As developers, we are often called upon to consult only after something has gone horribly wrong. For example, sometimes we are handed code that was written by people who are brilliant, but inexperienced. (And yes, by “people”, we largely mean PhD candidates or postdocs. It’s easy to forget, but those cola-and-pizza fueled sentient sweatshirts who inhabit your lab are actually people) New programmers often make mistakes that can be easily avoided if someone with experience coaches them through the early stages of a project. When this happens in smaller projects it’s relatively easy to fix. But sometimes basic mistakes happen in big projects, which its really painful. How painful? Like, sitting calmly on a porch-swing and your friend passes by and gives you a big push, and you lose your balance and fly over the porch railing and into grandma’s rose bushes painful.
For example, quite often we see people who simply don’t use source control repositories.
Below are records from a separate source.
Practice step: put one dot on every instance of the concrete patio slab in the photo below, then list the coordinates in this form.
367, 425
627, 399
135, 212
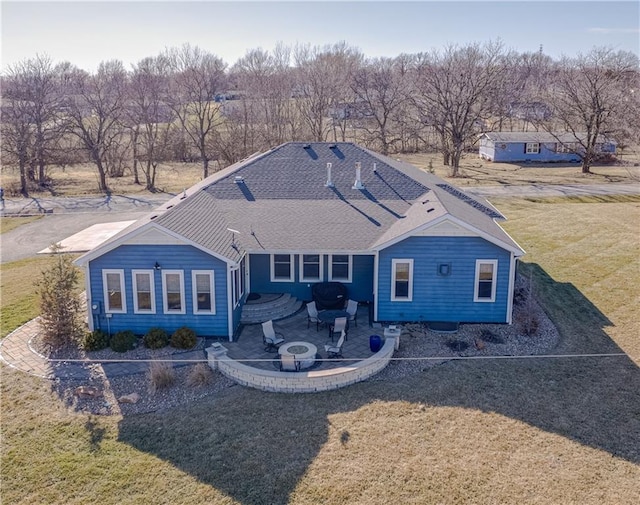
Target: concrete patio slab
90, 237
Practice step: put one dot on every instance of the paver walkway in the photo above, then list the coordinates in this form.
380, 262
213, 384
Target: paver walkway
17, 352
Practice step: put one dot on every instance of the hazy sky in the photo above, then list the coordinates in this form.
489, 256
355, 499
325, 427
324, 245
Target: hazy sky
87, 32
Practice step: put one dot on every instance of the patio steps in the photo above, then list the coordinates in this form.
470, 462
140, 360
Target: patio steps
270, 306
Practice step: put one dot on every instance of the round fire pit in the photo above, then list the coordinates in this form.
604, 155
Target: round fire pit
304, 352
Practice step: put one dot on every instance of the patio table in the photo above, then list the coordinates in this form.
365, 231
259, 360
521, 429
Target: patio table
303, 352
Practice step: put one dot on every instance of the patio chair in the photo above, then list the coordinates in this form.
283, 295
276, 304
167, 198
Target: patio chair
339, 325
288, 363
335, 351
270, 337
352, 310
312, 315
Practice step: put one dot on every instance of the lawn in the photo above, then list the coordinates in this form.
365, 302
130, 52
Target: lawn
10, 223
81, 180
539, 431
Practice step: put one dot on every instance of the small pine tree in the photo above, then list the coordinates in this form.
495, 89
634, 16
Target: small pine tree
60, 304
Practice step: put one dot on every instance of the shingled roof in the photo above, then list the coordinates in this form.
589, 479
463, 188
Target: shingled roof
279, 201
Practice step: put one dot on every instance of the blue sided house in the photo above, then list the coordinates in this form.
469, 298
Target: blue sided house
402, 241
537, 147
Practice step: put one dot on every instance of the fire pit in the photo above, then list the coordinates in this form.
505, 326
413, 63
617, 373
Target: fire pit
303, 352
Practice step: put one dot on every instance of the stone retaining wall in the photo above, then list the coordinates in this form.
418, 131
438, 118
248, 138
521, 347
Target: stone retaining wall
300, 382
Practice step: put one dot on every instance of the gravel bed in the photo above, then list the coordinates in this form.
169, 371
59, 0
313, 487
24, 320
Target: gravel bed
417, 342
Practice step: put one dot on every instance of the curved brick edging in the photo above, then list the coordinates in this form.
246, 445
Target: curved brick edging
303, 382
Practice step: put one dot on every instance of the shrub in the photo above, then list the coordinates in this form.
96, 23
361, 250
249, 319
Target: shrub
156, 338
123, 341
183, 338
95, 341
161, 375
199, 375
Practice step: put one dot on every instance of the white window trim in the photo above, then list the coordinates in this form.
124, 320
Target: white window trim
409, 298
532, 148
108, 309
320, 270
331, 277
291, 269
236, 297
194, 289
165, 305
476, 283
152, 293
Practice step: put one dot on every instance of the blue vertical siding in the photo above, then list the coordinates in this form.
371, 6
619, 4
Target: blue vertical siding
360, 289
170, 257
443, 298
515, 151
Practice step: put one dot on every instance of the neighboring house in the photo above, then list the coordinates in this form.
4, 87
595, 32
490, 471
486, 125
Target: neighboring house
536, 147
401, 240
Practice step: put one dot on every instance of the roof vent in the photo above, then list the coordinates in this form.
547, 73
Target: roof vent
329, 183
358, 184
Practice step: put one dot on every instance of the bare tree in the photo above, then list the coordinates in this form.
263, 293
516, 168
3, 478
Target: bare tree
455, 89
197, 76
149, 115
32, 123
95, 107
589, 96
381, 89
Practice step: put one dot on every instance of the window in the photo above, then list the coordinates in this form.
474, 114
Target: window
282, 268
311, 267
173, 291
238, 284
203, 292
532, 148
113, 284
144, 300
485, 288
340, 268
401, 280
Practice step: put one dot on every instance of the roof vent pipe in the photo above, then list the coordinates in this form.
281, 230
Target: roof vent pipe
329, 183
358, 184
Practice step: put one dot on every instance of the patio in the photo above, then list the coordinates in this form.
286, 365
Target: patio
246, 361
248, 348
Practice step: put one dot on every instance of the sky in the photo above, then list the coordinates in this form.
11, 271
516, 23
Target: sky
88, 32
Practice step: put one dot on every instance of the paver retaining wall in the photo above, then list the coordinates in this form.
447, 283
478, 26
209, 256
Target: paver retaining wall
300, 382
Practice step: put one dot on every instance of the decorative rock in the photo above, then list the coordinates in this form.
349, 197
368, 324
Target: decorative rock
87, 392
130, 398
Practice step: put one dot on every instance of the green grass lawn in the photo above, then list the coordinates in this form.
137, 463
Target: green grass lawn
506, 431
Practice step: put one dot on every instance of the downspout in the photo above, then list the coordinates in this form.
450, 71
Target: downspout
87, 288
376, 262
230, 302
512, 282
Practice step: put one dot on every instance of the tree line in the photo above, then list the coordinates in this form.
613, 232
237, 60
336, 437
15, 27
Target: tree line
187, 104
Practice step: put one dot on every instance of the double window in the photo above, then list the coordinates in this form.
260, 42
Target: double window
203, 292
402, 280
311, 268
485, 285
340, 267
532, 148
282, 268
113, 286
144, 298
173, 291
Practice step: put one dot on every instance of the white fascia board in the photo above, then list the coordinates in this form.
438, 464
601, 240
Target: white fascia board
102, 250
517, 251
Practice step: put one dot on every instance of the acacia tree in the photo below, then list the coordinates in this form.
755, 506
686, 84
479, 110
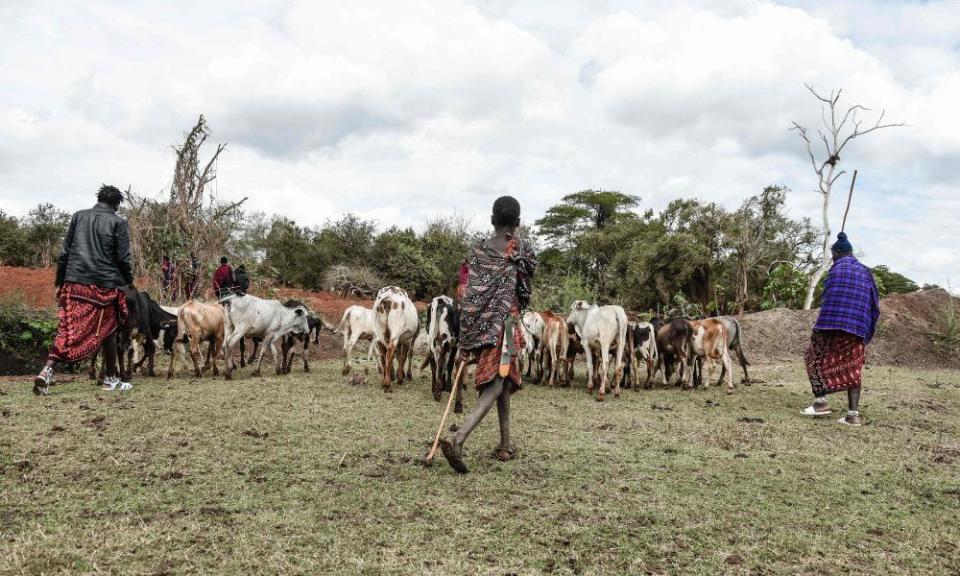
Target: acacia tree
45, 227
838, 131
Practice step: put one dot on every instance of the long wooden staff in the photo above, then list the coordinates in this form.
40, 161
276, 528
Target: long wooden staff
849, 198
428, 459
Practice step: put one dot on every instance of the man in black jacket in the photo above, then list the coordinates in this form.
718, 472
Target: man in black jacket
92, 270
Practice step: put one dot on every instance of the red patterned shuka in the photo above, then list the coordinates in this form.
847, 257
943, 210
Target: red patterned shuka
835, 361
498, 285
86, 316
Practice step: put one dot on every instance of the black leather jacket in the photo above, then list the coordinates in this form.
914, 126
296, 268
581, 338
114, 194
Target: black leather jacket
96, 249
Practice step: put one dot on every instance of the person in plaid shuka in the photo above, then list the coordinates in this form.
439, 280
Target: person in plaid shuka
846, 325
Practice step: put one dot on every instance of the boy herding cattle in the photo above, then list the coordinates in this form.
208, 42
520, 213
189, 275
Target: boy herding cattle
501, 269
846, 324
92, 270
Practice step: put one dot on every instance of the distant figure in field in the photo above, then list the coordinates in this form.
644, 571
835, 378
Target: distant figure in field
223, 279
192, 278
848, 319
501, 269
93, 268
463, 276
241, 280
168, 273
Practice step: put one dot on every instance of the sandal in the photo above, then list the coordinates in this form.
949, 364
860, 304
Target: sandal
812, 410
505, 453
454, 455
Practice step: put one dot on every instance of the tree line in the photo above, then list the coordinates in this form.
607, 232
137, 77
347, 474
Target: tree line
691, 258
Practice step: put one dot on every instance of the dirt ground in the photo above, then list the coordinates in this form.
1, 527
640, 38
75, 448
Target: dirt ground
308, 474
902, 339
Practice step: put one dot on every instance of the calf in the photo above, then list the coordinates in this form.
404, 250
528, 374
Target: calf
553, 347
356, 324
734, 336
199, 322
709, 344
145, 321
443, 334
396, 325
266, 319
641, 345
674, 341
602, 330
532, 325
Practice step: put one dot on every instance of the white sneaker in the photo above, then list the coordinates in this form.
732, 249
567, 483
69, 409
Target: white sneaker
41, 384
114, 383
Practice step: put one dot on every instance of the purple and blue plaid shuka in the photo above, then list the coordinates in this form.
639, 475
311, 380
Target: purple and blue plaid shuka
851, 302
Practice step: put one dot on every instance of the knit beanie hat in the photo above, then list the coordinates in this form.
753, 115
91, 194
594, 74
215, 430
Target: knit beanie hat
842, 245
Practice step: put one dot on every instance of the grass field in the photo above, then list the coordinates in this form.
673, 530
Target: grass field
307, 474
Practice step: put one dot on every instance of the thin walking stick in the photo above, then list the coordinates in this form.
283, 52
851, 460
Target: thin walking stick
849, 198
428, 459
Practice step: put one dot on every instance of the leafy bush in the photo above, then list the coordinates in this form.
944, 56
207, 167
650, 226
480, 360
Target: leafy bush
946, 337
556, 294
25, 334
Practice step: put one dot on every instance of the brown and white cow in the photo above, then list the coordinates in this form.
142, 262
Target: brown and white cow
396, 325
199, 322
602, 330
553, 347
674, 343
356, 324
710, 344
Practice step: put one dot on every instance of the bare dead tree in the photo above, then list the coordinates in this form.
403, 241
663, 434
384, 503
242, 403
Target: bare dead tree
838, 131
192, 226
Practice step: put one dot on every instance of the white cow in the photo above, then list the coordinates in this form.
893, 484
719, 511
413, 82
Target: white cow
443, 334
642, 346
269, 320
532, 326
356, 324
396, 325
602, 329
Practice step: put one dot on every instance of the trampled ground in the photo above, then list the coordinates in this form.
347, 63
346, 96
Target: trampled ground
308, 474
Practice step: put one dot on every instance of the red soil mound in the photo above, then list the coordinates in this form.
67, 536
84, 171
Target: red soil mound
906, 321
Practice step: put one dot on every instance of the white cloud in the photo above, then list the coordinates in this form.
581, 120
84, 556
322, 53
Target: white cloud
401, 111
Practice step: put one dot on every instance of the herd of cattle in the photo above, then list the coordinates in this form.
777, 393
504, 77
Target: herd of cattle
604, 335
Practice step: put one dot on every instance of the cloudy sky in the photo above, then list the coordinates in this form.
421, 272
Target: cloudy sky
400, 111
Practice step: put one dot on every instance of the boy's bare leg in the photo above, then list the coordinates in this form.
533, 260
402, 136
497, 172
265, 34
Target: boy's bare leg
453, 447
506, 448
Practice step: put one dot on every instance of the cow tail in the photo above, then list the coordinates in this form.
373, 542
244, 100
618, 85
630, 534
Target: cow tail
343, 322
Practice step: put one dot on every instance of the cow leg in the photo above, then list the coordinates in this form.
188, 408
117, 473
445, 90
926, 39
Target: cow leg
173, 358
728, 366
195, 356
92, 372
306, 346
436, 386
589, 356
387, 352
402, 351
743, 364
236, 334
348, 343
604, 360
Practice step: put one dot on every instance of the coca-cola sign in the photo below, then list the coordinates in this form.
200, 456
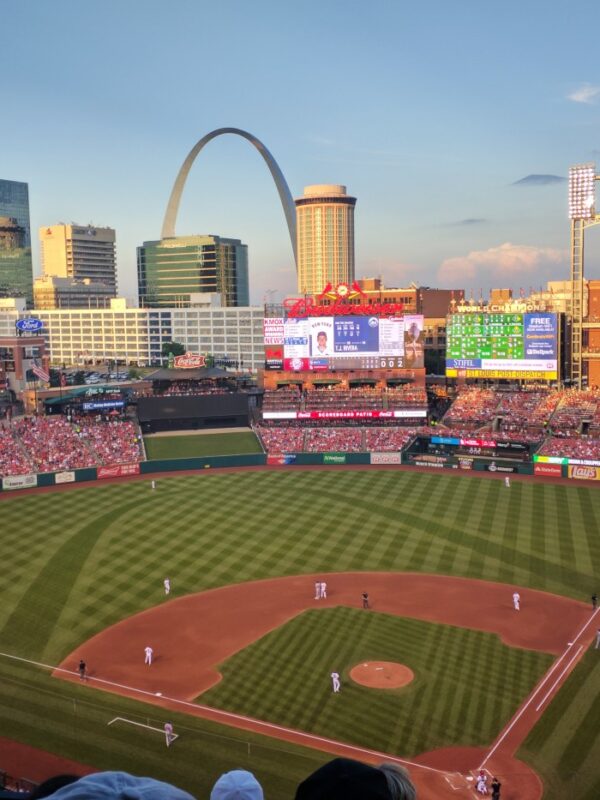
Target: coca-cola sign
189, 361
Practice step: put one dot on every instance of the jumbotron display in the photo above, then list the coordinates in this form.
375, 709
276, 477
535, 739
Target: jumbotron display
347, 342
515, 346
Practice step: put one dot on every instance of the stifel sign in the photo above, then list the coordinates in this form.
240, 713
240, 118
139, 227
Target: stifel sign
298, 307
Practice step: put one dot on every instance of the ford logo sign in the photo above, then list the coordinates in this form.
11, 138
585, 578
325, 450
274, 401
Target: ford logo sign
29, 324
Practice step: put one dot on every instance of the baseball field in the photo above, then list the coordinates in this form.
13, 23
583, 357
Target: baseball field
80, 563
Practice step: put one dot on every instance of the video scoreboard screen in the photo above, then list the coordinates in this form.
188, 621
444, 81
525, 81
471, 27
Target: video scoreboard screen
521, 346
344, 342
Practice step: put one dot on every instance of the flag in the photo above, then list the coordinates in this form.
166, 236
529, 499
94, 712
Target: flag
40, 372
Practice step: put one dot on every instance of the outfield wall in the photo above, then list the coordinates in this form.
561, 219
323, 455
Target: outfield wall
149, 468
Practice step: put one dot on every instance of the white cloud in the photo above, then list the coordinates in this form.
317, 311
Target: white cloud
585, 94
503, 262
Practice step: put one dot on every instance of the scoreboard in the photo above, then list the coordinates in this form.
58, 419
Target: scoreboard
481, 345
349, 342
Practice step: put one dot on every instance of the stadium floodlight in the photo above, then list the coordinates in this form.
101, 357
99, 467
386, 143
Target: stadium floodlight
581, 191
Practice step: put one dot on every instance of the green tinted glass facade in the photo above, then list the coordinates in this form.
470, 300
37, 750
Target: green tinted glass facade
16, 266
16, 273
170, 270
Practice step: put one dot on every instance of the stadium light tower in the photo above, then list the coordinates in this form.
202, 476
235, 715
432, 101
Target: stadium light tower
582, 213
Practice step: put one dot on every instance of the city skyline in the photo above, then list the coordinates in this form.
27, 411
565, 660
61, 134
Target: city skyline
454, 127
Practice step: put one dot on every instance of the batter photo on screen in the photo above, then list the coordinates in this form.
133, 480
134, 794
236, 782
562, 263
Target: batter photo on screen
413, 343
321, 338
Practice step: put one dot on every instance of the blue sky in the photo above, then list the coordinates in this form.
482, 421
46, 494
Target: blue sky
432, 116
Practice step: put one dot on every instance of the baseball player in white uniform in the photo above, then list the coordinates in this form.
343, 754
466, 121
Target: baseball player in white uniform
168, 733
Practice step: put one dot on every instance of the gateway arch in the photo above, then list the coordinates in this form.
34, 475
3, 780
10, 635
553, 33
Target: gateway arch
287, 202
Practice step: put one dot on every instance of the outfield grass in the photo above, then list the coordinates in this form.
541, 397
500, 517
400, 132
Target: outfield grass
203, 444
74, 562
467, 683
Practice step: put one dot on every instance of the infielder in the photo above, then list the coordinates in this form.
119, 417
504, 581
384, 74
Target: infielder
168, 733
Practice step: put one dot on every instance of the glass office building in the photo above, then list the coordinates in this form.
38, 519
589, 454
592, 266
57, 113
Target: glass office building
16, 265
170, 270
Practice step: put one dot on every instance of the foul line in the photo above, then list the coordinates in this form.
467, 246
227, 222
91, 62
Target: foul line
172, 736
551, 689
539, 688
218, 713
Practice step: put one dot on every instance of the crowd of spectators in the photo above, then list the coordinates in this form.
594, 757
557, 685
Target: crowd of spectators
581, 447
297, 438
473, 405
53, 443
334, 780
344, 440
183, 388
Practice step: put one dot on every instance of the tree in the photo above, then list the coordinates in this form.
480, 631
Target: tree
173, 349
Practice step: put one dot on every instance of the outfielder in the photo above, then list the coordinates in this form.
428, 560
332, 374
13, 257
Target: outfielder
168, 733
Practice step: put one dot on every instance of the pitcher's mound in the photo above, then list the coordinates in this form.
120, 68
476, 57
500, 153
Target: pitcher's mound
382, 674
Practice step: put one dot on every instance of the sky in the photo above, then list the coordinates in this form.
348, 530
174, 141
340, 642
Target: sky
453, 124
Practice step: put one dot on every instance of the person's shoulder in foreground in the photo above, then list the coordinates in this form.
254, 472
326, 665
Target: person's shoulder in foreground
121, 785
239, 784
345, 779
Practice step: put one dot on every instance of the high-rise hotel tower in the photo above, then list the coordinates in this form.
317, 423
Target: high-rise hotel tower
325, 230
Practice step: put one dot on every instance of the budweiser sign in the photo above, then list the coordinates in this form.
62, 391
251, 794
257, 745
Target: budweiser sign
342, 302
189, 361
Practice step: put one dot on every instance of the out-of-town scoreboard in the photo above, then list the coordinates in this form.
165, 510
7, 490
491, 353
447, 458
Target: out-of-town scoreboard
504, 345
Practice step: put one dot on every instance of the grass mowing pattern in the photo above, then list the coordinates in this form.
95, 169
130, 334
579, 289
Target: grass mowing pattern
77, 561
202, 444
467, 683
576, 761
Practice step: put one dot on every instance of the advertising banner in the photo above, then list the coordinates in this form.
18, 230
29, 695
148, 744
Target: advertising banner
386, 458
579, 472
399, 413
426, 460
118, 471
334, 458
551, 470
19, 481
100, 405
523, 345
189, 361
64, 477
273, 330
282, 459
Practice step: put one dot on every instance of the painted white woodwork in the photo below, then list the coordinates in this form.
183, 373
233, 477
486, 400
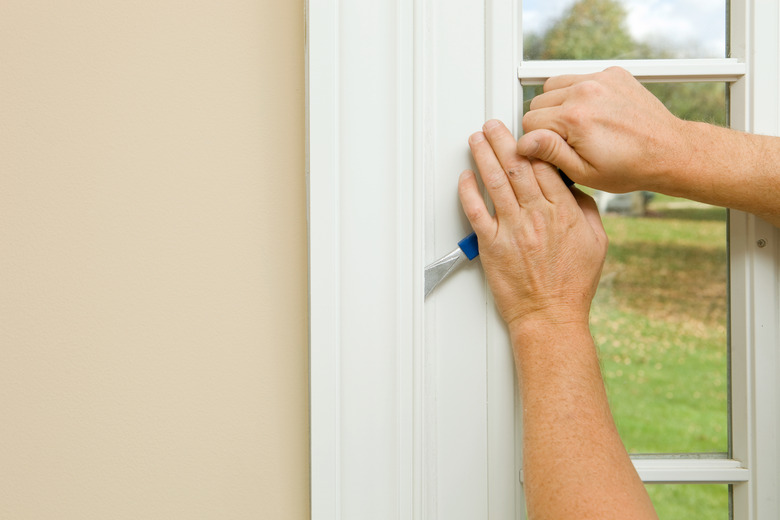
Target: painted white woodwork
755, 276
365, 269
691, 471
413, 408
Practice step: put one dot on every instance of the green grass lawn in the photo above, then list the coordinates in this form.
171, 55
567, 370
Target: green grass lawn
660, 322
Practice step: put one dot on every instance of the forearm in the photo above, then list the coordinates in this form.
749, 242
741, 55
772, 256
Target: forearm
727, 168
574, 462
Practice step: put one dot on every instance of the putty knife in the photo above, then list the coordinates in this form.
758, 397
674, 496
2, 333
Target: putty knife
467, 250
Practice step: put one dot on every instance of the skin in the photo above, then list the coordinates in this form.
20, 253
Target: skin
542, 252
607, 131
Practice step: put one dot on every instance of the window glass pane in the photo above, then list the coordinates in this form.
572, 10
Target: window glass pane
677, 501
623, 29
659, 317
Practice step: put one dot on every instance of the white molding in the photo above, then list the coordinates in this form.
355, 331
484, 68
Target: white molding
647, 71
365, 260
755, 276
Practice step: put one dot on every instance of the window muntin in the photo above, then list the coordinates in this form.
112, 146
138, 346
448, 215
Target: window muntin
623, 29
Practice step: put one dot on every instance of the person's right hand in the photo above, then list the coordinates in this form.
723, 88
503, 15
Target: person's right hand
606, 131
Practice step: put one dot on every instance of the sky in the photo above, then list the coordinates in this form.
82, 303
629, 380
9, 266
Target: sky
699, 24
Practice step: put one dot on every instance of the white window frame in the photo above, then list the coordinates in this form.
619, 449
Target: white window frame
393, 433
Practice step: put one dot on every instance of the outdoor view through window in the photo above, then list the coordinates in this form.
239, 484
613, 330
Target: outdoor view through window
660, 318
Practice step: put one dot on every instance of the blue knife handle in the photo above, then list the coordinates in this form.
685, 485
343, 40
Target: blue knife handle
469, 245
566, 180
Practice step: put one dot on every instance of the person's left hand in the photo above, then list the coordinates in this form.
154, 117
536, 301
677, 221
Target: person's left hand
544, 249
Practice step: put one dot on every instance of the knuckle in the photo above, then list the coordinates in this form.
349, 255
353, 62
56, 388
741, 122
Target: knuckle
496, 179
519, 171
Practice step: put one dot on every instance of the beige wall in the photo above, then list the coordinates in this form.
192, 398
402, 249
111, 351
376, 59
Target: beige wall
153, 327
Instead they store the code on their local drive, and have a bunch of folders possibly on multiple computers with different versions of their code. If they’re extra careful they keep backups on a thumb-drive on a shelf somewhere.
This is not something you should do. Source Code Repositories give you the advantage of version control, backup, and easier bug fixes. There are many good, free, places to upload your code for storage. Bitbucket, for example, offers free academic accounts that don’t have the restrictions of their usual free accounts. Just use that. Or github, or gitlab. You can even use SVN if you must, just use something. Although not Source Safe. Please don’t use Source Safe. That would hurt worse than grandma’s rose bushes.